The Prophet 2000 was Sequential’s first sampler, and it arrived with a real edge. It used 12-bit sampling at a time when many commercial samplers, including the Fairlight CMI, were still using 8-bit sampling, which helps explain why Sequential mattered even outside the analog camp. The company was not just chasing sounds, it was pushing more affordable access to professional features.

That makes the Prophet 2000 one of the smartest buys in the broader Sequential universe if you want character and history without jumping straight to the most expensive icons. It is also a reminder that “Sequential sound” was never one thing. The company kept moving the floor upward, then making the new floor feel normal.

From closure to the name coming back

Sequential Circuits closed in 1987, and Yamaha acquired the brand name, which would have been the end of the story for a less stubborn company. Dave Smith kept working across the industry, returned with Dave Smith Instruments in 2002, had the Sequential name restored in 2015, and renamed the company Sequential again in 2018. Focusrite announced the acquisition in 2021, and after Smith’s death on May 31, 2022, the brand stayed active under the legacy he built.

This matters when you are buying, because Sequential gear now falls into distinct eras with very different ownership and service realities. A pre-1987 piece is collector bait, a late-2000s Dave Smith Instruments box is often the working musician’s sweet spot, and the modern brand identity tells you the company is still speaking the same language it invented.

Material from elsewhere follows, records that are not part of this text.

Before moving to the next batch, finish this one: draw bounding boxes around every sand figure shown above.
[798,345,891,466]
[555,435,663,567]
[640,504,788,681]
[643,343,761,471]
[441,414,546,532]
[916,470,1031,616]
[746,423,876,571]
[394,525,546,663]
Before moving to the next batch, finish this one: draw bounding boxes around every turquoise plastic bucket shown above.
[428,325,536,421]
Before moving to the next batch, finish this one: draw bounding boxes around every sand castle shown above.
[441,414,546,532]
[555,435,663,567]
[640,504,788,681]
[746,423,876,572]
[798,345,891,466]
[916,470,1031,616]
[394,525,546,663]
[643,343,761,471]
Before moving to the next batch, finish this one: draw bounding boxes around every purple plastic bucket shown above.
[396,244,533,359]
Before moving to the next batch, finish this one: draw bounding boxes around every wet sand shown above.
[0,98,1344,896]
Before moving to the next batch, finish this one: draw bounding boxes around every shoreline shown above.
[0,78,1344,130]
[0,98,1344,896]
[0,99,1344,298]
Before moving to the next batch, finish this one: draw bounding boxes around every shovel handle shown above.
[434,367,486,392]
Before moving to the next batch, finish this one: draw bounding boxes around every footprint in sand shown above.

Fourm and the modern buying guide

The Fourm is the cleanest sign that Sequential still understands its own audience. It is a compact four-voice analog polysynth, and that alone makes it feel far more affordable and accessible than the old myth of Sequential as expensive, cathedral-scale hardware. It is the right machine for the player who wants the name, the workflow, and the touch, without signing up for a restoration project.

    If you are sorting by use rather than romance, the priorities are pretty clear. • Collector: Prophet-5, Model 700, and a clean DrumTraks, because the historical weight is undeniable. • Working musician: Prophet 600, Six-Trak, and Prophet 2000, because they still earn their rack space. • Budget-curious newcomer: Fourm, because it lets you hear the Sequential idea in a package that does not demand a vintage-synth rescue budget. That is the real Sequential legacy, not just great instruments, but a repeated push to make serious control less exclusive.